1, the second grade composition, every day in the mountains of schoolwork to find their own smallness, every time in the exam results faded. I stopped, looked at the rhythm of time, asked for an hour's leave from reality and came to the long-lost silence alone.

Autumn leaves keep falling, as if to end its one-year trip, like a tired butterfly, lying quietly on an inch of land next to the roots. Several unknown birds flew out of the reeds, to their springs and flew away. There is also a breeze with residual heat, which gently brushed my cheek and blew my thoughts flat. The breeze also blew across the lake, crumpling the red color of the sunset in the water. Several boats were rippling on the lake, and the people on board were dyed red by the sunset. The fishing birds ran away and looked for their dinner on another lake far away from me. Because of my appearance, this quiet world has also rippled.
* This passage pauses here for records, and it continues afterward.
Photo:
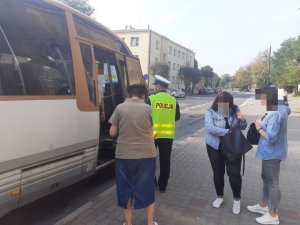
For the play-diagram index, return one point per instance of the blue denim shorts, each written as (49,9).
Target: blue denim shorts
(135,179)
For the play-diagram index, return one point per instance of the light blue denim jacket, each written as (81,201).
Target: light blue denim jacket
(215,126)
(274,145)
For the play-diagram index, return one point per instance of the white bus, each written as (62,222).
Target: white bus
(57,68)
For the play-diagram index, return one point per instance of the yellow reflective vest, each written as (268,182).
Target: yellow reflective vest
(163,114)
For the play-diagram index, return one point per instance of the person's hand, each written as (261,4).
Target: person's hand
(240,116)
(257,124)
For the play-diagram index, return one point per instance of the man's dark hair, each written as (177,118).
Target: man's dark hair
(224,97)
(138,90)
(272,97)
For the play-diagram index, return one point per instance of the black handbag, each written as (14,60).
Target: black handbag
(253,135)
(234,144)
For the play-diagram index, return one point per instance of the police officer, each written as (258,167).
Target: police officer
(165,111)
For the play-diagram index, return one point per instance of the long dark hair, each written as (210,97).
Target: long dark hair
(138,90)
(224,96)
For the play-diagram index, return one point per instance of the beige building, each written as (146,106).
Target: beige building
(150,46)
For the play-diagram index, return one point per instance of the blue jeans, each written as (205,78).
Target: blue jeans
(271,190)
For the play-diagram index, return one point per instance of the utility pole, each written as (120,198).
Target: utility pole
(269,72)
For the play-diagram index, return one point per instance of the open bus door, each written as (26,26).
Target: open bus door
(110,94)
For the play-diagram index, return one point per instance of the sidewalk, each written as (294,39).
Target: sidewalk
(189,196)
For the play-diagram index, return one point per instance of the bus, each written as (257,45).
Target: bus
(61,76)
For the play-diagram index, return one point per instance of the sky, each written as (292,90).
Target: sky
(225,34)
The breeze is still blowing, and there is a sudden fluctuation in my heart. I didn't hesitate to smash the papers I used for half a semester and those white papers in the air. I saw white fragments falling slowly from the air, swaying and spinning. At the moment, white is dancing, which has become the first snow this year. The setting sun gave them the color of the rainbow, and the white suddenly fell profusely.

When the last piece of white was still on the lake, the troubles that were suppressed in places I couldn't see were also released. White is no longer complete, have my troubles disappeared?
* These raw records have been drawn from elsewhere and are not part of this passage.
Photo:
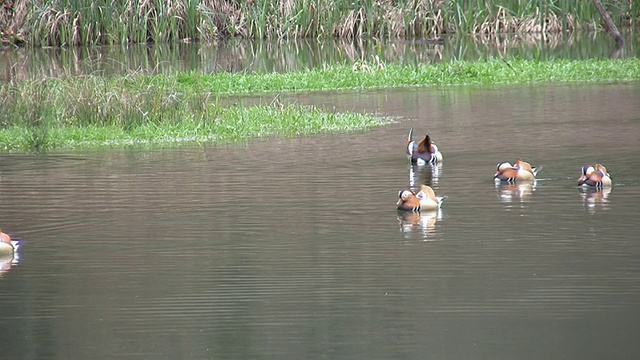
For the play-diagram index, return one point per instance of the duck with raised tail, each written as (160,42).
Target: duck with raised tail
(424,151)
(595,176)
(521,171)
(424,200)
At this time, a boat was propped up among the reeds in the lake, and there were two old people on board: the old woman was burning the stove, and the smell of rice floated out; Holding a pole, the old man gradually moved to the snow-covered lake. Holding a fishing rod in his hand, the old man struggled to net the white fishing rod and put it at the stern. The lake, which was originally covered with white and lost its original color, reappeared in vibrant green.

After a long time, I found that the ship had disappeared into a little bit. It was a long time before I knew what I saw. It turned out that it was the most beautiful picture. Although two people are old, they will be very happy as long as they try their best to do what they think is right.

In fact, life has given us a lot, which has always been said, and it is only today that we realize it. Now that I think about it, my troubles are so small that I can't see myself as early as when the old man hooked up with those white people. Suddenly, I unloaded my baggage and felt more relaxed than ever.

Be careful. Looking in, a mother is worried that her child is walking towards the reed. The child bent down, picked up the last piece of white forgotten in the corner and looked at his mother with a smile. Mother also breathed a sigh of relief and smiled.

In a sense, white is complete again, shining with colorful colors, deposited in my heart, where it can never be erased. Life is waiting for me to work hard, and I and life agree with each other: no one is allowed to stand up!

We agreed to grieve for you for only two days, and today is finally the deadline.

I won't get drunk every night for you and pull you out of my head by some unreliable means; I won't ask others to give me temporary care and comfort; I won't live in such a small grid for you, draw the curtains, for fear that the outside world will miss my sadness; I won't be unkempt and disheveled all day, but I will really torture myself into an dissatisfied wife. I really won't.

Your parting has been staged dozens of times, and I have rehearsed it again and again. The sadness of parting is unbearable, but it really comes to the final parting, like an upcoming ceremony and a preview of the past.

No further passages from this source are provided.